Up to now, the formula behind Osprey’s successful series of “Duel” books has usually been to compare two contemporary opposing aircraft, warships or armored fighting vehicles. Its latest release has broken the mold in pitting the combined air and seaborne defenses of Britain’s maritime convoys against the depredations of a single notorious type of German patrol bomber. Another unusual aspect of this story is that neither weapons system involves cutting-edge technical innovation so much as adapting existing technology to new uses for which it was never originally intended.

So effective was the Focke-Wulf Fw-200C Condor against Britain’s maritime trade that Winston Churchill dubbed it the “Scourge of the Atlantic.” Yet as Robert Forczyk explains, Germany’s four-engine maritime patrol bomber was really little more than a hasty military adaptation of a prewar civilian airliner. The result was that the Luftwaffe’s terror of the seas had a great many shortcomings: It was underpowered, structurally weak, poorly armed, vulnerable to enemy fire and had an awkward position for the bombardier. As it turned out, the biggest advantage the Fw-200 enjoyed when it first appeared over the Atlantic during the summer of 1940 was that the air defense arrangements provided to British convoys were even more inadequate. The Condor thus gained notoriety largely by virtue of having little or no viable opposition.

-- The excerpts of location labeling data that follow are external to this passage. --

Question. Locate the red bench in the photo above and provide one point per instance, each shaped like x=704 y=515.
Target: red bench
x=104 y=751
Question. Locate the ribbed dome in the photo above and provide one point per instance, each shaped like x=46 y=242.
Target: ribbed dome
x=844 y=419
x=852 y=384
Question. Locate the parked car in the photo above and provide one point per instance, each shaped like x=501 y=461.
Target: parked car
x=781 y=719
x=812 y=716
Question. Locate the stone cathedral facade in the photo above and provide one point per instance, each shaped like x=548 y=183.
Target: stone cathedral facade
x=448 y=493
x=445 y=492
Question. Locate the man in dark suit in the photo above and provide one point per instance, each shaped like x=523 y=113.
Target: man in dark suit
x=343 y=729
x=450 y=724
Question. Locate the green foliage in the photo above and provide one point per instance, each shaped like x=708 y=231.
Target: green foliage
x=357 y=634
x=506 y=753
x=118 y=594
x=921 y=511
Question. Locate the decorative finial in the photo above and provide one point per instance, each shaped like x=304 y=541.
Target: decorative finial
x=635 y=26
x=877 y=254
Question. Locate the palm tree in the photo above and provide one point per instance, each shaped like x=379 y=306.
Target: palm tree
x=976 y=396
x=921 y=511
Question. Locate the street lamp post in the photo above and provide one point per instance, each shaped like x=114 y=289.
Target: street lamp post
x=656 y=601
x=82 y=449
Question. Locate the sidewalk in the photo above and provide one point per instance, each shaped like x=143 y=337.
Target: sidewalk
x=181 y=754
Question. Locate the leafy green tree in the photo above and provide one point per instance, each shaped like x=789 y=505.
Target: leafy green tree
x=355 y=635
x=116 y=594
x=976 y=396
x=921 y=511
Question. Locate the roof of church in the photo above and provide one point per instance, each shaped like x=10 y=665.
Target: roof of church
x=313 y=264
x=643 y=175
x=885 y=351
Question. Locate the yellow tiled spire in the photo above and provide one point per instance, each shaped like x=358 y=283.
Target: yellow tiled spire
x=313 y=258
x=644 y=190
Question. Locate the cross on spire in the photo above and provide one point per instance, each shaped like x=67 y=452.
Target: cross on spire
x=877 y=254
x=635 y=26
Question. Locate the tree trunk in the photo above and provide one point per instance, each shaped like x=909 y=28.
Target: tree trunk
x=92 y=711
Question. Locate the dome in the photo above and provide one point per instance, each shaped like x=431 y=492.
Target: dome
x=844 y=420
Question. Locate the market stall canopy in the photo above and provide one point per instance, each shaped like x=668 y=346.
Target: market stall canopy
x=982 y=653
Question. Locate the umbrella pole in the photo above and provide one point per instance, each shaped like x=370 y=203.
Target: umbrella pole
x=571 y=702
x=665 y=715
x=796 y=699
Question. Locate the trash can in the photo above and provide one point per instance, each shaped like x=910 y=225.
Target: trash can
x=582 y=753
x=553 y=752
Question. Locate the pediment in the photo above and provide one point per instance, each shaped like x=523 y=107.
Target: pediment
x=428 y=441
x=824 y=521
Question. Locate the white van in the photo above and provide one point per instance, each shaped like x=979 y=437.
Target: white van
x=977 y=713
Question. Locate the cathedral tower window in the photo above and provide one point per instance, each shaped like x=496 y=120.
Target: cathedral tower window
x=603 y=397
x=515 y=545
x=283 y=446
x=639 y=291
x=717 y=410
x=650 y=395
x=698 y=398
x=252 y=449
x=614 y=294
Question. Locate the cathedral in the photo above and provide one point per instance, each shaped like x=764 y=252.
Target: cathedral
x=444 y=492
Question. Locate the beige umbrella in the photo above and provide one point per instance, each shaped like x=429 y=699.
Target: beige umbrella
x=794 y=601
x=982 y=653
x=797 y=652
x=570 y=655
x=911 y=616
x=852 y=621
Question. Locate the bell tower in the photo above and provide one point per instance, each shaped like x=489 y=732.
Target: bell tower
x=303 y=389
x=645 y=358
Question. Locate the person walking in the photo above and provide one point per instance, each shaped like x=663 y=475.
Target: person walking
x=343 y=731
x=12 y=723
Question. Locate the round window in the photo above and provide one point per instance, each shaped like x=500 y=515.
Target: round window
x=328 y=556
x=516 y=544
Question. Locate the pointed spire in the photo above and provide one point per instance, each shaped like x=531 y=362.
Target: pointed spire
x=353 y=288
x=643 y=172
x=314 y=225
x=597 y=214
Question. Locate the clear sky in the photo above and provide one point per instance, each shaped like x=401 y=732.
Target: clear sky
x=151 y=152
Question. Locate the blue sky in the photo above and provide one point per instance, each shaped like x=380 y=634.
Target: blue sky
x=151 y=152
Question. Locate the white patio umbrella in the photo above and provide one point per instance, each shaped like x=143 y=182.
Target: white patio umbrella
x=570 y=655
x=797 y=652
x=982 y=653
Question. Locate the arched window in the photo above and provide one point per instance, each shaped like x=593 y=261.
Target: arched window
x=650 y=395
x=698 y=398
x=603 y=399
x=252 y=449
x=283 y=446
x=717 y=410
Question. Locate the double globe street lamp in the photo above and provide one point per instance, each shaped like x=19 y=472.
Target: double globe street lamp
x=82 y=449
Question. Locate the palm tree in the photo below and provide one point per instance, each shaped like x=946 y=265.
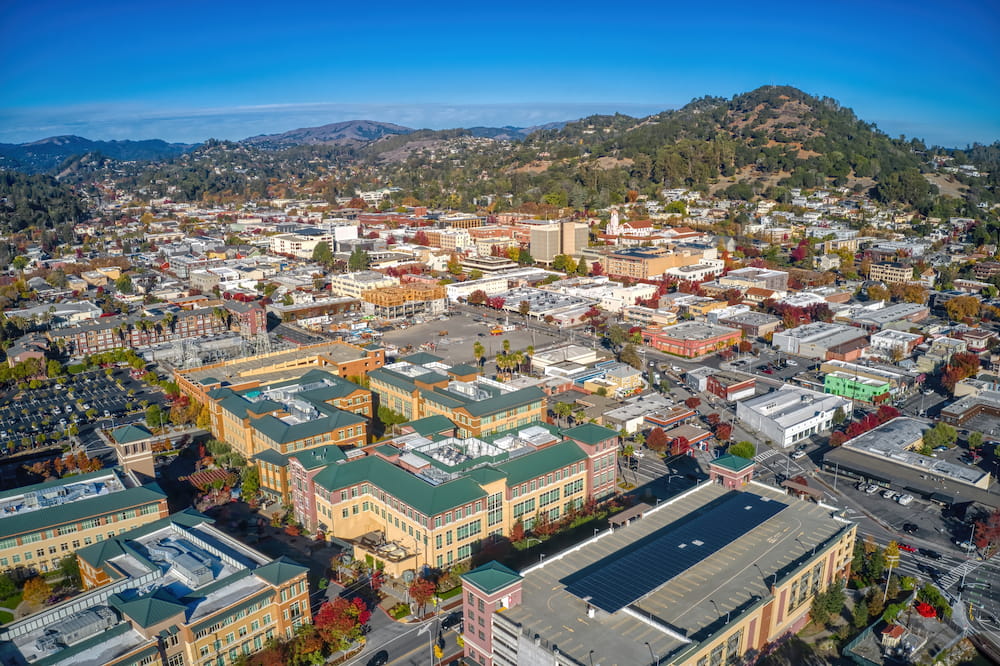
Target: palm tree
x=516 y=360
x=563 y=410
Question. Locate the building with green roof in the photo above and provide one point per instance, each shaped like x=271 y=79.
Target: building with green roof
x=417 y=387
x=42 y=523
x=428 y=500
x=267 y=424
x=165 y=593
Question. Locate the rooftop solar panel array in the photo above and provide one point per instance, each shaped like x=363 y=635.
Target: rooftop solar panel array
x=629 y=574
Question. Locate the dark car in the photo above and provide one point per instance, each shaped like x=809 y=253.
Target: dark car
x=380 y=658
x=451 y=620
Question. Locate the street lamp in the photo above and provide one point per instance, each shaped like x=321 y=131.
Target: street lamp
x=651 y=655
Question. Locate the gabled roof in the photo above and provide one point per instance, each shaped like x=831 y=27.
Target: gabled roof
x=130 y=433
x=41 y=519
x=423 y=496
x=491 y=577
x=590 y=433
x=282 y=432
x=731 y=462
x=533 y=465
x=98 y=553
x=505 y=401
x=150 y=609
x=463 y=369
x=273 y=457
x=321 y=456
x=431 y=425
x=421 y=358
x=280 y=571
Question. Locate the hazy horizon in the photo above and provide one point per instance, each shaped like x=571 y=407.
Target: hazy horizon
x=188 y=71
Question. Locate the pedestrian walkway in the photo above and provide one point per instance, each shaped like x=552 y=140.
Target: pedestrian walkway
x=764 y=455
x=954 y=575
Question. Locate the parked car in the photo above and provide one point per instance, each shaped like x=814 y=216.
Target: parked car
x=381 y=658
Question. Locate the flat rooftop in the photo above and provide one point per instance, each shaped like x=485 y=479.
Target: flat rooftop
x=52 y=494
x=699 y=564
x=691 y=330
x=183 y=564
x=892 y=442
x=239 y=370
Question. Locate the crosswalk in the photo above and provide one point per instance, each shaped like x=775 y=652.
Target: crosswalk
x=955 y=574
x=765 y=454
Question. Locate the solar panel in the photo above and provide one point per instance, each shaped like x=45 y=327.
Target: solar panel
x=634 y=571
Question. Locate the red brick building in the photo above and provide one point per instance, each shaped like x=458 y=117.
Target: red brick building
x=730 y=387
x=690 y=339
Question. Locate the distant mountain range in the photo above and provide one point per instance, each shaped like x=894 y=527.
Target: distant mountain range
x=49 y=153
x=350 y=132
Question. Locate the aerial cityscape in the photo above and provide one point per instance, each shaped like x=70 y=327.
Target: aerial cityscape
x=433 y=337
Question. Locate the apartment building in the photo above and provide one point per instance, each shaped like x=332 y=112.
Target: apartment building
x=890 y=272
x=406 y=300
x=551 y=238
x=763 y=278
x=640 y=263
x=43 y=523
x=174 y=592
x=352 y=285
x=691 y=339
x=140 y=330
x=268 y=423
x=250 y=372
x=418 y=501
x=301 y=244
x=478 y=406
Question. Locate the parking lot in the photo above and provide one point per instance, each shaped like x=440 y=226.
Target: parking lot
x=463 y=332
x=77 y=399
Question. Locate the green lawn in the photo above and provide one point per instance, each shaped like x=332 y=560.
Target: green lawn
x=11 y=602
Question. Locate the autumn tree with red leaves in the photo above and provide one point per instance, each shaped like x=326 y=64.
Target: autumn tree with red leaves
x=421 y=591
x=340 y=621
x=657 y=440
x=988 y=532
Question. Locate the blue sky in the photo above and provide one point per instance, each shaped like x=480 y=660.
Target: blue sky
x=187 y=71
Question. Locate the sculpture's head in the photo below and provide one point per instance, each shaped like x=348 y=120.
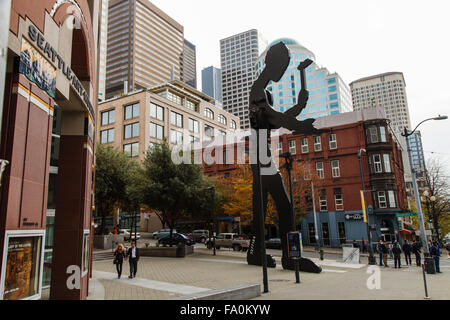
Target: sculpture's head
x=277 y=61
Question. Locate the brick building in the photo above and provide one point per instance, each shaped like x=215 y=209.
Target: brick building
x=333 y=157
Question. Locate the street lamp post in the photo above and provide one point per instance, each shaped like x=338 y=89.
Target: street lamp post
x=429 y=263
x=372 y=260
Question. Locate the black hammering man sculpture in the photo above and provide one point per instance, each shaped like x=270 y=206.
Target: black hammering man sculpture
x=266 y=177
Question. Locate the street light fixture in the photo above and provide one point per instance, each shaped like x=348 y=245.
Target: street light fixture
x=372 y=260
x=429 y=263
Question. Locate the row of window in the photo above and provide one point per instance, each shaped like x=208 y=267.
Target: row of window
x=332 y=142
x=383 y=199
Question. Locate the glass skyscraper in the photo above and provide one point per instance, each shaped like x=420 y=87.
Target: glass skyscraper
x=328 y=94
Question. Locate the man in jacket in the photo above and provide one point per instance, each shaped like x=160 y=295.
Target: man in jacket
x=417 y=252
x=407 y=251
x=397 y=251
x=435 y=252
x=133 y=258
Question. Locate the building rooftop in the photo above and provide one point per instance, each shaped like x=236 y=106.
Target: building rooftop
x=378 y=76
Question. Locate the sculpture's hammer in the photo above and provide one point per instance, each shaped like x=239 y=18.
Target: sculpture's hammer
x=302 y=67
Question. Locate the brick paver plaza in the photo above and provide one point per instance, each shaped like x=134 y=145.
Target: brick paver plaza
x=167 y=278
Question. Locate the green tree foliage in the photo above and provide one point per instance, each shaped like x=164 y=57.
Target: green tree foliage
x=115 y=176
x=176 y=191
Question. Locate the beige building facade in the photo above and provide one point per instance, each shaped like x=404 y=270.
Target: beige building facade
x=172 y=111
x=145 y=47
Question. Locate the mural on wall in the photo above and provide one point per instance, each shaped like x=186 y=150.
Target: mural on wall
x=21 y=277
x=37 y=69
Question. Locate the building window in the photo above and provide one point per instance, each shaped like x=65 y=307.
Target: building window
x=193 y=139
x=107 y=136
x=319 y=169
x=176 y=137
x=323 y=200
x=305 y=148
x=382 y=199
x=156 y=112
x=342 y=236
x=373 y=134
x=176 y=119
x=387 y=163
x=292 y=147
x=377 y=163
x=131 y=130
x=222 y=119
x=209 y=131
x=338 y=199
x=132 y=111
x=383 y=137
x=209 y=114
x=173 y=97
x=156 y=131
x=108 y=117
x=194 y=126
x=392 y=203
x=317 y=144
x=335 y=171
x=131 y=150
x=190 y=105
x=333 y=141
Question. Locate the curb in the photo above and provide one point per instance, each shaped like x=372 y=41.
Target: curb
x=241 y=292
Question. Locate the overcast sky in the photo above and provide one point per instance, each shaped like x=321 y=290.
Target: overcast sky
x=355 y=38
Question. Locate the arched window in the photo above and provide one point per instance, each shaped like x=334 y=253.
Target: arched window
x=209 y=114
x=222 y=119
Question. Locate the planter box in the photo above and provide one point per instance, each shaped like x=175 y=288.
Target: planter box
x=174 y=252
x=107 y=242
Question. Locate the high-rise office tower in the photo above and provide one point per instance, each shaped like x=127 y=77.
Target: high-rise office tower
x=103 y=38
x=238 y=55
x=328 y=93
x=212 y=84
x=190 y=64
x=387 y=90
x=384 y=90
x=145 y=46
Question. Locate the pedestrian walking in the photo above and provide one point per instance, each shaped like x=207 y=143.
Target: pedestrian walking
x=435 y=252
x=407 y=251
x=397 y=251
x=391 y=254
x=417 y=252
x=133 y=258
x=119 y=255
x=380 y=251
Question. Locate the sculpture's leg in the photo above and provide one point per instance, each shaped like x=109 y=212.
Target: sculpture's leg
x=254 y=252
x=284 y=209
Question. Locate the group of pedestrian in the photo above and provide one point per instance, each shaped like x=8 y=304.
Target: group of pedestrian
x=133 y=257
x=395 y=250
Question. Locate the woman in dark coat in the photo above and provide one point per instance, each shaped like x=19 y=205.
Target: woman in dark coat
x=119 y=256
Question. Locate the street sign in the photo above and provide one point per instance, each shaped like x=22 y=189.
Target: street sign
x=353 y=216
x=294 y=244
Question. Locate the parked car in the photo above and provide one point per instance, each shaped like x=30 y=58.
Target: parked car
x=162 y=233
x=127 y=235
x=229 y=240
x=200 y=235
x=177 y=239
x=274 y=243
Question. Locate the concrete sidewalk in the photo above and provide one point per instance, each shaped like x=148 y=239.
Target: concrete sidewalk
x=168 y=278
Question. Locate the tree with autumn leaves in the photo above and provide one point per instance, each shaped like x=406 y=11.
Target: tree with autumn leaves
x=239 y=194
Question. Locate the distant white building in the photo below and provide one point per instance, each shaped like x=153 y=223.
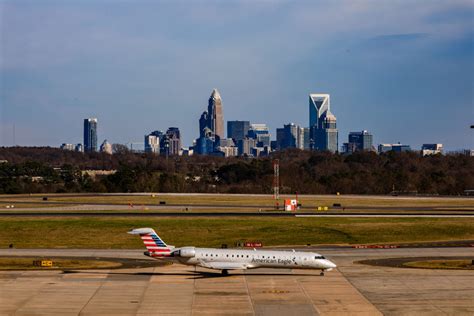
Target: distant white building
x=229 y=151
x=431 y=149
x=106 y=147
x=152 y=144
x=67 y=146
x=79 y=148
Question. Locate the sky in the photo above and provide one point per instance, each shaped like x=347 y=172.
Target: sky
x=403 y=70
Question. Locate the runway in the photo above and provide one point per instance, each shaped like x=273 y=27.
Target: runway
x=139 y=213
x=181 y=290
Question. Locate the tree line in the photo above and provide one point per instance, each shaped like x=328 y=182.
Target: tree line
x=51 y=170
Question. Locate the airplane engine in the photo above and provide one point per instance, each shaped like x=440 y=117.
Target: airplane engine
x=187 y=252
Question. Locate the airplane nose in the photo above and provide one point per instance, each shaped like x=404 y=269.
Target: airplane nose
x=330 y=264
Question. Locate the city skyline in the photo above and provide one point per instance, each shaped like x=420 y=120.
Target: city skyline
x=140 y=72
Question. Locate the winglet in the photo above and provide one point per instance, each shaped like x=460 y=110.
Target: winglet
x=141 y=231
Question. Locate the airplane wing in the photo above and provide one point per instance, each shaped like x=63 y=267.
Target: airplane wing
x=224 y=265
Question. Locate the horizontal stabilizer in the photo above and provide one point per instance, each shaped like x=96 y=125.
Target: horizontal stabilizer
x=224 y=265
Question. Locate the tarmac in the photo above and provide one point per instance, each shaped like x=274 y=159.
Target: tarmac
x=176 y=289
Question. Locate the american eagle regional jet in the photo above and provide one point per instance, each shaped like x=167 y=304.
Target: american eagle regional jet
x=231 y=259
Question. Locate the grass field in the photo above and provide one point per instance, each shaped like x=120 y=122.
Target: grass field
x=27 y=264
x=258 y=201
x=106 y=233
x=441 y=264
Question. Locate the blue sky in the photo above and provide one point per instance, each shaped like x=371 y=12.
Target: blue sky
x=404 y=70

Forczyk’s fascinating book explores the measures taken by the British to redress, and eventually reverse, the balance of power over the Atlantic. As with the Fw-200’s development, it was largely a story of improvising new uses for existing technology. Long-range aircraft were pressed into service to counter the Condor threat that had never been designed for that role, such as the Short Sunderland, Lockheed Hudson and Consolidated Liberator.

One of the earliest anti-Condor measures can best be described as near-suicidal. The British fitted a number of merchant ships with catapults from which a Hawker Hurricane could be launched on a one-way interception mission if an Fw-200 appeared in the area. Once the fighter had shot down or driven away the Condor, the “Hurricat” pilot was supposed to bail out or ditch—hopefully to be picked up by one of the convoy’s ships. The loss of the fighter was considered a reasonable exchange for saving merchantmen.

Most important in this struggle was the British conversion of a captured German merchant vessel into the first escort carrier, making fighter cover available all the way across the Atlantic. Although the ship, christened HMS Audacity, was soon sunk by a U-boat, it survived long enough to validate the concept. Eventually enough were built, particularly in the United States, so that at least one escort carrier accompanied every convoy, providing effective air cover against both aerial and submarine attack.

For their part, the Germans developed new antishipping weapons systems of their own, most notably the Henschel Hs-293 glider bomb, essentially the first guided, air-launched stand-off missile. But the Nazi war machine assigned a relatively low priority to Fw-200 production, so that, despite their fearsome reputation, only 267 Condors were ever produced—and many were diverted to other duties, such as VIP transports. As a result, there was never a sufficient number of Condors to counter Allied anti-aircraft developments.

Worse still, the aircraft slated to replace the Condor, the Heinkel He-177, was never available in large numbers either, and proved mechanically unreliable. The Luftwaffe never entirely gave up its attacks on Allied shipping, but with fewer aircraft available, the effect of its efforts became negligible.

Aviation and World War II buffs should enjoy this latest Osprey release, which will prove particularly valuable to scholars of the Battle of the Atlantic.